Interval Vaksin Jadi 28 Hari, Ini Imbauan Ridwan Kamil kepada Masyarakat

INDOPOSCO.ID – Interval waktu pemberian vaksin Sinovac yang sebelumnya hanya 14 hari kini berubah menjadi 28 hari. Perubahan masa interval vaksin Sinovac tertuang dalam Surat Edaran Kementerian Kesehatan Nomor HK.02.02/I/653/2021 terkait Optimalisasi Pelaksanaan Vaksinasi Covid-19. Perubahan ini menimbulkan kebingungan di tengah masyarakat.

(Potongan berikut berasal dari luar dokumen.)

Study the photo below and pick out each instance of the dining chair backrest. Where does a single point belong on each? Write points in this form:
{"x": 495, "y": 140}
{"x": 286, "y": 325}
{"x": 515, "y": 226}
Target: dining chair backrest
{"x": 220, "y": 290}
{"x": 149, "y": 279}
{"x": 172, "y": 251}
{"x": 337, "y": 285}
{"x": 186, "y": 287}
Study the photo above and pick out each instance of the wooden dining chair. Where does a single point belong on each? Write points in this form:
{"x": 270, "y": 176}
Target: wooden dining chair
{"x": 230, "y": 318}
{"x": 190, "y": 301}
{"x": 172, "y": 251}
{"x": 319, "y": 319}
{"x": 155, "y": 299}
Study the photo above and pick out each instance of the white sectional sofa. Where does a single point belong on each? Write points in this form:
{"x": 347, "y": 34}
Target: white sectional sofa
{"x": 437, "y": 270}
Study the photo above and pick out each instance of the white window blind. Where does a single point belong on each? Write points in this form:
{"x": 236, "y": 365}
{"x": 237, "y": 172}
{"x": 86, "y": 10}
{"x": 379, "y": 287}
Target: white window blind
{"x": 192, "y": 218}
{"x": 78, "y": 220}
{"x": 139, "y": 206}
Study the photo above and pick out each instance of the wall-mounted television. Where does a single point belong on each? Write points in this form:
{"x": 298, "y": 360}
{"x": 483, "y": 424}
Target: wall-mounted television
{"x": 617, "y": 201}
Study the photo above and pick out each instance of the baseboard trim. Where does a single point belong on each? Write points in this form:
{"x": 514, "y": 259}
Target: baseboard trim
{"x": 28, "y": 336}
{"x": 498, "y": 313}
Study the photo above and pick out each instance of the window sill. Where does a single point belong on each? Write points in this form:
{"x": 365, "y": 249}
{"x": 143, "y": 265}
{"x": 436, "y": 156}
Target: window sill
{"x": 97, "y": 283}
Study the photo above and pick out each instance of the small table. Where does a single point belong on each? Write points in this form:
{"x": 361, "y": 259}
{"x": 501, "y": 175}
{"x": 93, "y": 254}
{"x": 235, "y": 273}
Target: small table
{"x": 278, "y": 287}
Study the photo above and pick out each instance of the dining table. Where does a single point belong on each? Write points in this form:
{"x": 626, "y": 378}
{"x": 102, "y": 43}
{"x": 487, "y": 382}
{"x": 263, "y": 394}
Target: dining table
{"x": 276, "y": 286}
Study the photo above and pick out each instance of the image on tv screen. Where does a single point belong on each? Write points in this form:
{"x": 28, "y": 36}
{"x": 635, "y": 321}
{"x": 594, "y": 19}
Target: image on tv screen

Karena itu, Gubernur Jawa Barat (Jabar) Ridwan Kamil mengimbau agar warga Jabar yang telah menerima vaksin Covid-19 dosis pertama tidak bingung perihal interval vaksin yang diperpanjang 28 hari. Ridwan Kamil mengatakan, pemerintah pasti telah mengukur tiap keputusan dalam penanganan pandemi Covid-19 ini.

Diketahui, pemberian vaksin Sinovac dosis kedua pada usia 18-59 tahun sebelumnya ditetapkan 0-14 hari. Namun, kini interval waktu pemberian vaksin corona pada usia 18-59 tahun diperpanjang, sama dengan lansia yakni 28 hari atau empat minggu.

“Itu pasti keputusan medis. Ikuti saja sesuai panggilan. Merek vaksin beda-beda. Tumbuhnya antibody juga pasti berbeda-beda. Ada yang tumbuh 14 hari sudah ada, ada yang tumbuhnya 28 hari, juga ada,” kata Ridwan Kamil yang biasa disapa Kang Emil, di Bandung, Selasa (23/3/2021).

Menurut Kang Emil, keputusan mengubah jadwal pemberian vaksin sudah melalui berbagai pertimbangan medis.